Я себя протащу до покинутой нашей деревни.
Эх, какие там люди! В ненаписанной книге прочту
Не обиду на жизнь, а хранимую душу издревле,
Боль за бедность в полях, истощение сил, нищету.
Утром мама моя не отгонит на выпас Буренку –
Нет бурёнок давно, поразъехались все пастухи.
Вспоминает, родная: «Везли на чужую сторонку
Нас в телячьих вагонах – платить, за какие грехи?»
–Так за что же, за что, – я спрошу, как некрасовский Ваня, –
Выгоняли из дома, бросали на каторжный труд?
–Нас – за новые сени, а их вот – за новые сани.
–Только батя утешил, – а люди и тут ведь живут!
« Всяко было потом, – скажет мама и тихо заплачет.
Голод, нары да тиф... да родителей бедная смерть.

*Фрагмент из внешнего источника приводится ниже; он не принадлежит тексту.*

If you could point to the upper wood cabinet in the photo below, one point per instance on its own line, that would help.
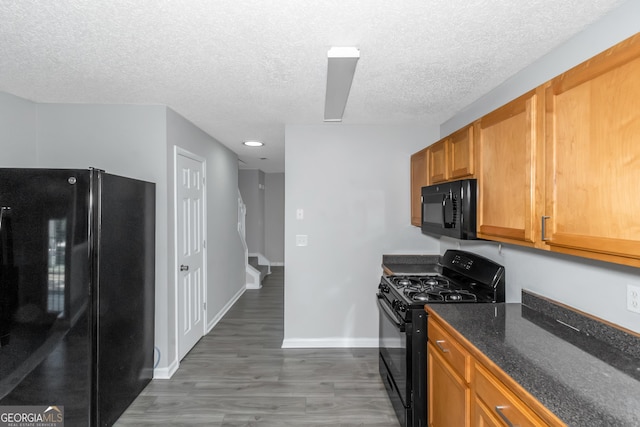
(437, 155)
(509, 151)
(451, 158)
(419, 179)
(593, 157)
(461, 162)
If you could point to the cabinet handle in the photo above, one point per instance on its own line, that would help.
(544, 227)
(504, 417)
(439, 344)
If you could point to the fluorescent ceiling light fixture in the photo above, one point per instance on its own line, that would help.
(342, 66)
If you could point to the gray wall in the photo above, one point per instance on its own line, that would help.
(18, 131)
(594, 287)
(137, 141)
(274, 218)
(353, 184)
(251, 183)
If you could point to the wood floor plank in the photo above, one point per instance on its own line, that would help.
(239, 375)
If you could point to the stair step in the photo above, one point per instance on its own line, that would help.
(263, 269)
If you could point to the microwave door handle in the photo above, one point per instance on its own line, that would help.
(2, 214)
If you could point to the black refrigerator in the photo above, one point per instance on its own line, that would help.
(77, 278)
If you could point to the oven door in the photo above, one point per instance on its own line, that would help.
(394, 350)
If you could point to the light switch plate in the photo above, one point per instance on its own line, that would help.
(301, 240)
(633, 298)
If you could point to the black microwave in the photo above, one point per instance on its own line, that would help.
(449, 209)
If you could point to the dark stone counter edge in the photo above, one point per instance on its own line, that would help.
(621, 340)
(598, 342)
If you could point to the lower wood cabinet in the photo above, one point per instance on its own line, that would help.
(497, 405)
(464, 391)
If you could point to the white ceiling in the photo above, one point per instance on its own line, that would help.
(243, 69)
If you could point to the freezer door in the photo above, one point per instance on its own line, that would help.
(45, 351)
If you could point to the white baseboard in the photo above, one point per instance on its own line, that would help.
(166, 373)
(224, 309)
(330, 342)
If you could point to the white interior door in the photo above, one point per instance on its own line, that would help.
(190, 241)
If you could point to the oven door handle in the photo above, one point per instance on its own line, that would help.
(391, 315)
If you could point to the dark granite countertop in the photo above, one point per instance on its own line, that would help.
(586, 372)
(410, 264)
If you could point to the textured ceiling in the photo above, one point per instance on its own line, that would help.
(243, 69)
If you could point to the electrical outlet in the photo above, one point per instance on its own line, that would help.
(633, 298)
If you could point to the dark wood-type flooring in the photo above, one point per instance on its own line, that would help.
(238, 375)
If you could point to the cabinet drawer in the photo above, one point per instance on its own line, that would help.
(449, 349)
(501, 402)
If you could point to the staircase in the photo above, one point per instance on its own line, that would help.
(262, 269)
(257, 267)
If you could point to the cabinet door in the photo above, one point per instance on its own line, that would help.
(482, 416)
(461, 158)
(509, 191)
(437, 154)
(593, 157)
(418, 180)
(501, 404)
(448, 394)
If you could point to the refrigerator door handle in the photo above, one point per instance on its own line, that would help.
(2, 213)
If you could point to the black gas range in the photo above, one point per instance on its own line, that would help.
(459, 277)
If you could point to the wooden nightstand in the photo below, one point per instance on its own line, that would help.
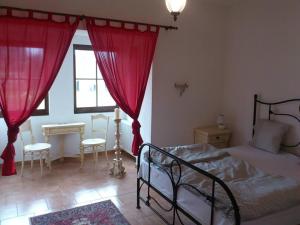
(212, 135)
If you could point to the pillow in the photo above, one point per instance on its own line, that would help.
(294, 151)
(268, 135)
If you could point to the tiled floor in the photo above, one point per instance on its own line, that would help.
(67, 186)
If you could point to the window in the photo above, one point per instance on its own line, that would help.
(90, 91)
(43, 108)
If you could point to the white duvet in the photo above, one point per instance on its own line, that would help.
(257, 193)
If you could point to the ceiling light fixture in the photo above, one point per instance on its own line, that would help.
(175, 7)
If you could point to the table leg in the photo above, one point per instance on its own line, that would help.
(62, 147)
(81, 149)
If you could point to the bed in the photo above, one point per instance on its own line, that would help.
(203, 207)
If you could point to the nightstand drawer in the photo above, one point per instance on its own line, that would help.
(218, 138)
(220, 145)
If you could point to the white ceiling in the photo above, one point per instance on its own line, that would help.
(222, 2)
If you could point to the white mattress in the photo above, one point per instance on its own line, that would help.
(278, 164)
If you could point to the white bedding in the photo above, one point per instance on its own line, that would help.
(280, 164)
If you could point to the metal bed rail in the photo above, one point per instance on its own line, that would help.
(175, 178)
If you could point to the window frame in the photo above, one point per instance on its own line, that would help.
(78, 110)
(43, 112)
(39, 112)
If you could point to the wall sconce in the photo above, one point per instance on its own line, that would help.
(175, 7)
(181, 87)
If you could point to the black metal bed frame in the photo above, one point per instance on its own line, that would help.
(272, 112)
(176, 185)
(176, 178)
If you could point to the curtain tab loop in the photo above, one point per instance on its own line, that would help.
(136, 26)
(12, 134)
(49, 16)
(67, 19)
(30, 14)
(136, 127)
(9, 12)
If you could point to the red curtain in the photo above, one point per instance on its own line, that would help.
(124, 57)
(31, 53)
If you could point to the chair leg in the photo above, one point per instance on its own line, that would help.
(81, 156)
(106, 154)
(31, 163)
(49, 159)
(96, 152)
(41, 163)
(22, 166)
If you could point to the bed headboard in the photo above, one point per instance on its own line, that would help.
(272, 112)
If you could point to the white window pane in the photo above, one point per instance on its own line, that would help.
(85, 63)
(86, 93)
(42, 105)
(104, 98)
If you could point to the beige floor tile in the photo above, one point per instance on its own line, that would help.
(68, 186)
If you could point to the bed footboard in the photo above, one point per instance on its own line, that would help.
(175, 209)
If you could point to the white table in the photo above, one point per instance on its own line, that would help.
(63, 129)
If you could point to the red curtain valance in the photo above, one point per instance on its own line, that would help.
(124, 57)
(31, 54)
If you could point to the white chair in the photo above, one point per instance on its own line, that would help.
(32, 149)
(98, 130)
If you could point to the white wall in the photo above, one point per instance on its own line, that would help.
(263, 53)
(192, 54)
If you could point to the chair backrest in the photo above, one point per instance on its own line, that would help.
(100, 129)
(26, 128)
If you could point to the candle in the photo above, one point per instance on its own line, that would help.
(117, 113)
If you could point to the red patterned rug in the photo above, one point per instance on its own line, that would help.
(101, 213)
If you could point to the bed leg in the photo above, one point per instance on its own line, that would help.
(138, 194)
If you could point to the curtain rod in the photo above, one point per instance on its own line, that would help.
(97, 18)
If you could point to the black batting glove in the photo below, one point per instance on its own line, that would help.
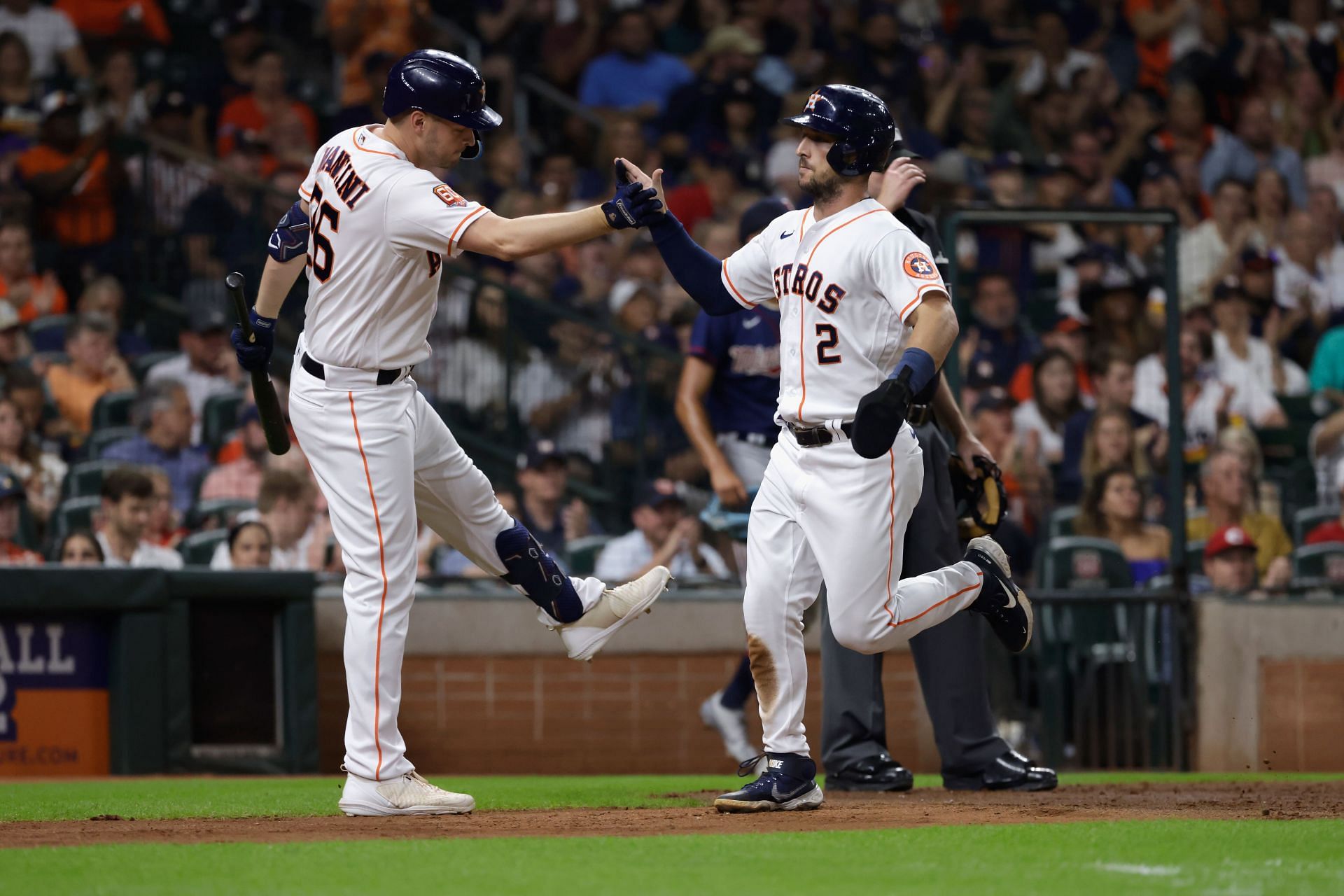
(879, 416)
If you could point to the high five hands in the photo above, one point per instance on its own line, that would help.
(648, 198)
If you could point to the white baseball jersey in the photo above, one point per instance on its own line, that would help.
(847, 285)
(381, 229)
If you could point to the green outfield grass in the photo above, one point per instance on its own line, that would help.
(1119, 858)
(248, 797)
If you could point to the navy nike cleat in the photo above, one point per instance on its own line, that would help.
(787, 785)
(1000, 601)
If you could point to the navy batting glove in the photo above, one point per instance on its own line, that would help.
(628, 206)
(254, 355)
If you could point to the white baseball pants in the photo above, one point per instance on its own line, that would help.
(827, 514)
(382, 456)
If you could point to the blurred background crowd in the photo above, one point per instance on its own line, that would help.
(147, 147)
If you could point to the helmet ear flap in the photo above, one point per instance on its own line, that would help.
(475, 149)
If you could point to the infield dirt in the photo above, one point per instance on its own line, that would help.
(841, 812)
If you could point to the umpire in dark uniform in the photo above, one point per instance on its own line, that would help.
(949, 657)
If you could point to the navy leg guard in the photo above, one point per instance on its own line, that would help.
(537, 574)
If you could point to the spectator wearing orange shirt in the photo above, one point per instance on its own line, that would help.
(121, 20)
(74, 182)
(268, 115)
(362, 27)
(1154, 23)
(30, 293)
(94, 370)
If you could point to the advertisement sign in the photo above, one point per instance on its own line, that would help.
(52, 697)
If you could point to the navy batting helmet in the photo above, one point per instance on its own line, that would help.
(858, 120)
(442, 85)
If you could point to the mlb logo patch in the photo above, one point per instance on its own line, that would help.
(918, 266)
(448, 197)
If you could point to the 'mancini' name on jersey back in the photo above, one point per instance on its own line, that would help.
(379, 232)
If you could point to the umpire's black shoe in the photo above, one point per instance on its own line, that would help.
(876, 773)
(1009, 771)
(1002, 602)
(788, 783)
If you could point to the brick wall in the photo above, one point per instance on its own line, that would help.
(617, 715)
(1301, 715)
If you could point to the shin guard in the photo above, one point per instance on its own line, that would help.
(536, 574)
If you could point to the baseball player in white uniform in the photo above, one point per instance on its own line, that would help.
(374, 227)
(859, 298)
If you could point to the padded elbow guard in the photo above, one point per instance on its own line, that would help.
(289, 239)
(536, 574)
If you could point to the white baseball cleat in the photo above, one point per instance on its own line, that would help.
(405, 796)
(732, 726)
(616, 608)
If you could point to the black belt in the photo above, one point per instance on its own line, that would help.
(764, 440)
(385, 378)
(819, 435)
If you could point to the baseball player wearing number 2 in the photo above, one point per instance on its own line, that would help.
(859, 296)
(375, 227)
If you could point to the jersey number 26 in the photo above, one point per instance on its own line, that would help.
(321, 257)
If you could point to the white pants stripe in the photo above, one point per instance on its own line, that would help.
(825, 514)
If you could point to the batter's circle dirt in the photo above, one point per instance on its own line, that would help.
(841, 812)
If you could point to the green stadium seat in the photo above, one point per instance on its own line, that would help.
(582, 552)
(100, 440)
(1081, 564)
(219, 418)
(217, 512)
(1308, 519)
(197, 550)
(1062, 522)
(1319, 562)
(1195, 558)
(73, 514)
(140, 367)
(113, 409)
(85, 479)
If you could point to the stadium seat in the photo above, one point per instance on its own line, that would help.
(85, 479)
(217, 512)
(113, 409)
(197, 550)
(582, 552)
(1319, 562)
(219, 418)
(140, 367)
(1308, 519)
(1077, 562)
(73, 514)
(1195, 558)
(100, 440)
(49, 332)
(1062, 522)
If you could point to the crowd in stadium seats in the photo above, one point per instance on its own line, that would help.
(147, 147)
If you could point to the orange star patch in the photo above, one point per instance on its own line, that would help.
(918, 266)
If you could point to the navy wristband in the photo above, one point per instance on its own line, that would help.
(923, 370)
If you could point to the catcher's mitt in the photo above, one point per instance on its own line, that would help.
(983, 501)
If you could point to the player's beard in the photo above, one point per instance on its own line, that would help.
(819, 187)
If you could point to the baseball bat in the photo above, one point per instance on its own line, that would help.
(268, 406)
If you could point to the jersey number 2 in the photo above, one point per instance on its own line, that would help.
(827, 339)
(326, 216)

Только с наших, сиротских, землёй переполненных тачек
Завертелась такая на голой степи круговерть!
Мы о городе новом слагали стихи в культбараке,
Ни горячей обиды, ни зла не держали в сердцах,
Только жаль деревеньки, давно утонувшей во мраке,
Жаль, что дети и внуки всё больше живут в городах…»
За деревней бегут облака, словно серые волки,
Дуют злые ветра и грызут у домишек бока.
Я уеду теперь навсегда или, может, надолго…
Словно серые волки бегут и бегут облака.